Abbiamo tanta nostalgia di Luca Pitteri, che trasformava i cantanti e li migliorava. Quello era un insegnante vero, che rendeva possibili i sogni dei ragazzi – non li mortificava, ma li aiutava nella loro crescita e quando dava un giudizio lo faceva avvedutamente, senza farsi guidare dall’antipatia o dalla simpatia.

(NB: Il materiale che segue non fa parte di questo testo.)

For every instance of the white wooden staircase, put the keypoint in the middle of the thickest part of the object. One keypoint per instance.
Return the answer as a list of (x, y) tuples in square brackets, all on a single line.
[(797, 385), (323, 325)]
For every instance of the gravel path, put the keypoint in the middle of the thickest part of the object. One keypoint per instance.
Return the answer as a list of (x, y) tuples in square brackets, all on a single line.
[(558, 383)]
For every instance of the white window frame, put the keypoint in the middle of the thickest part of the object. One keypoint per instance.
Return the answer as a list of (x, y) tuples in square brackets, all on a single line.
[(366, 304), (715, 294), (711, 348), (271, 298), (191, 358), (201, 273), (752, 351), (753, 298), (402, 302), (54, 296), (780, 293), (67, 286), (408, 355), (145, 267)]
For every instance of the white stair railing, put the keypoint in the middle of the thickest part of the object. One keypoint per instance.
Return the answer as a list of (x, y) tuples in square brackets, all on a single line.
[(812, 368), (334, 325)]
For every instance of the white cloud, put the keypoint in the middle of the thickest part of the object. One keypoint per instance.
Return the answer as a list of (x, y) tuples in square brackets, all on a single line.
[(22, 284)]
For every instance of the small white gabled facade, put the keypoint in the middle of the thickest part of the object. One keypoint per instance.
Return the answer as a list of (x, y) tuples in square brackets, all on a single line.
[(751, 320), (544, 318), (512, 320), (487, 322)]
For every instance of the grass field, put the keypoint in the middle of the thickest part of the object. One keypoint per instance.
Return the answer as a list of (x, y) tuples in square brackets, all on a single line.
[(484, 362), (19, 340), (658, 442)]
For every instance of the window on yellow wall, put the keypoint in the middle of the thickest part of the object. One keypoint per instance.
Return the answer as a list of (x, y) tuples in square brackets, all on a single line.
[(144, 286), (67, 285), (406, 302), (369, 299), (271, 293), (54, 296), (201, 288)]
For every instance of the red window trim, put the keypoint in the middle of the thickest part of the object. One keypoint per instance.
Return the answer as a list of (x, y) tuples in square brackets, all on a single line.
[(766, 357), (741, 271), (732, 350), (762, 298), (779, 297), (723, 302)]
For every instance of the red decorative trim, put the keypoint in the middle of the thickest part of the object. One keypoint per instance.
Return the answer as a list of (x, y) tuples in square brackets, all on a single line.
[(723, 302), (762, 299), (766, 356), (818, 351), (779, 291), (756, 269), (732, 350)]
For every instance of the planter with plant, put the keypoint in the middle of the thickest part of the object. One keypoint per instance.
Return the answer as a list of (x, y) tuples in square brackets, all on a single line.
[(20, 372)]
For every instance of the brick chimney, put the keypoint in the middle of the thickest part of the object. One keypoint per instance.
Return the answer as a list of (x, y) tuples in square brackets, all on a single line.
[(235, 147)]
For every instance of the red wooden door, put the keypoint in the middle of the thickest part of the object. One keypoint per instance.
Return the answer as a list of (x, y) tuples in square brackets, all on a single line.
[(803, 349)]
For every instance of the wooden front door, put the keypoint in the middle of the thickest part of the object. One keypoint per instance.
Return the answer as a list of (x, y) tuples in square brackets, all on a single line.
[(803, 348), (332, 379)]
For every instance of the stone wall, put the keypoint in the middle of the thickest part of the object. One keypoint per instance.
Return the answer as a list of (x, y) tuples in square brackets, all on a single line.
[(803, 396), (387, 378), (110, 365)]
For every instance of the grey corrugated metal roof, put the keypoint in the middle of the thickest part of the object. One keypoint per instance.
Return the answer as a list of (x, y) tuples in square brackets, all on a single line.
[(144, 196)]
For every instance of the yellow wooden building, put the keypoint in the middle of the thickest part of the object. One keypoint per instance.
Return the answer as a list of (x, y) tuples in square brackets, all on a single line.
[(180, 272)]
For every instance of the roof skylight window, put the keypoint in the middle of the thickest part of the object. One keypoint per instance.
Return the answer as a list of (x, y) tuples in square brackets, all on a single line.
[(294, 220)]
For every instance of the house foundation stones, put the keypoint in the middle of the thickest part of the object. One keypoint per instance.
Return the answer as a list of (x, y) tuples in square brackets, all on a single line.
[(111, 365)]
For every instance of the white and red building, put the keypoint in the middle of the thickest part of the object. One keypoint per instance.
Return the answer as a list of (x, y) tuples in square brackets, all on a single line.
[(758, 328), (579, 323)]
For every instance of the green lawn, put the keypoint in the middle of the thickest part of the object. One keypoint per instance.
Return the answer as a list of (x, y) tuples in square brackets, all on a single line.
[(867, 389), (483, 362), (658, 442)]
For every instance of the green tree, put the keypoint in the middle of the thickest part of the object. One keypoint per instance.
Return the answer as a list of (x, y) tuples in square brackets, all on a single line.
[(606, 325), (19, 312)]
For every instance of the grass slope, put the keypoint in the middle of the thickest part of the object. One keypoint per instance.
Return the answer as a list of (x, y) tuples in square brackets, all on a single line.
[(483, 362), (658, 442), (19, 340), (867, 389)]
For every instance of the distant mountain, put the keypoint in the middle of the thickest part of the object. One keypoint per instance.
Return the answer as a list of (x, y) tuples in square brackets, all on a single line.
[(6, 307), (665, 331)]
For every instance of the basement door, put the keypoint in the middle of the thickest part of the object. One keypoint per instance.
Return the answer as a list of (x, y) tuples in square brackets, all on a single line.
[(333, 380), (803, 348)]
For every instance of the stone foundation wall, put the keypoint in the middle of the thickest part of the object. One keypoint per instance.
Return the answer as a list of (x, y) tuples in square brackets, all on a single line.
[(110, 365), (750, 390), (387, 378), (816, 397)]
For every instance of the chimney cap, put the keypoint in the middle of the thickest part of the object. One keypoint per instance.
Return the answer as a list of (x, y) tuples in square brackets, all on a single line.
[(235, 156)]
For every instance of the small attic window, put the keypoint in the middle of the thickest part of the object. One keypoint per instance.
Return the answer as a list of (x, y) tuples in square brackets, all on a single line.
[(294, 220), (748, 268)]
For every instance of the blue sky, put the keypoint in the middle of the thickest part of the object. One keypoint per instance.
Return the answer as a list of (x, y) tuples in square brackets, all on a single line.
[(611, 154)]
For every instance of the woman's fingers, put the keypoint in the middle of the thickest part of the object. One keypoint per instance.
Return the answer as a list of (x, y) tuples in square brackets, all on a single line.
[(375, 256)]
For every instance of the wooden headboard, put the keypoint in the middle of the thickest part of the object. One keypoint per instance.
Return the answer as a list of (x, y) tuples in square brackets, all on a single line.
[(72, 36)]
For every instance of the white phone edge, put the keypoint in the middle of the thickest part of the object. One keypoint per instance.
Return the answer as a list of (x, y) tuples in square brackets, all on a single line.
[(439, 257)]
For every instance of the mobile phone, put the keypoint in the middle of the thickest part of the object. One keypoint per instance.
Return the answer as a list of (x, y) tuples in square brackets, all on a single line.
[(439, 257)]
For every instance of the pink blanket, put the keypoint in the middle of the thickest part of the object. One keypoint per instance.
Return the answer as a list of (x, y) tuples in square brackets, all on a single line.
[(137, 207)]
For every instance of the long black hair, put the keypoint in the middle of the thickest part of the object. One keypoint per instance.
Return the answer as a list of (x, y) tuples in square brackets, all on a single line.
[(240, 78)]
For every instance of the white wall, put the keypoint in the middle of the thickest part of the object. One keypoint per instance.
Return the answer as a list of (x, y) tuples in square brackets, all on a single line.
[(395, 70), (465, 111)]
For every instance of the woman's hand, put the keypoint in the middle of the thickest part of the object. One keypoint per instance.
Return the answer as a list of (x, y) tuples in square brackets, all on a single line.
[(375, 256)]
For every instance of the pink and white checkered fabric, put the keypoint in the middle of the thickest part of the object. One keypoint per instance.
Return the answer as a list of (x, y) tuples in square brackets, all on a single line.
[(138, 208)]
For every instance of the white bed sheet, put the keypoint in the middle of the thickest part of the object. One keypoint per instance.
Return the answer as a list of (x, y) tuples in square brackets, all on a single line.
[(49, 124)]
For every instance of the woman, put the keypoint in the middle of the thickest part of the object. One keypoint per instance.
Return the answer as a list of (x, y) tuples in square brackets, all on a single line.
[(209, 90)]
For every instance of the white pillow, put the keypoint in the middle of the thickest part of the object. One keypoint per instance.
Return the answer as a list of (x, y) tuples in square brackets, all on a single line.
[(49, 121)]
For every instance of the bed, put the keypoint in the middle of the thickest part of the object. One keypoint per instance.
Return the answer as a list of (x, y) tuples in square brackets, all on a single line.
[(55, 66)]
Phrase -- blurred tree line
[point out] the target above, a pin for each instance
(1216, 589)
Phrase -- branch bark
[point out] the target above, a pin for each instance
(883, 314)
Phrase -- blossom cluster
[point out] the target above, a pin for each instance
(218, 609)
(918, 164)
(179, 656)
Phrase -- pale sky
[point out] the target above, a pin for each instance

Abbiamo nostalgia di una scuola dove davvero si imparava e non dove, al massimo, si viene restituiti al mondo del lavoro esattamente come ci si è entrati, più o meno con gli stessi difetti.

P.S. La Di Michele, sabato scorso, sostiene: “Non per questo lo caccio da una scuola, non mando diffide, non caccio nessuno”, riferendosi a Marco. A tutti noi spettatori di “Amici” è sembrato che a inizio anno scolastico la Di Michele abbia chiesto alla commissione intera di cacciare Carta dalla scuola. Eravamo presenti – seppure in differita. Marco, infatti, s’è anche tolto la maglietta per indossarne una senza il logo di “Amici”. E’ stato abbracciato dai suoi compagni e li ha salutati. Forse, eravamo su “Candid Camera” o su “Scherzi a parte”.

Certo che la lingua italiana può essere stravolta e pervertita nei modi più assurdi.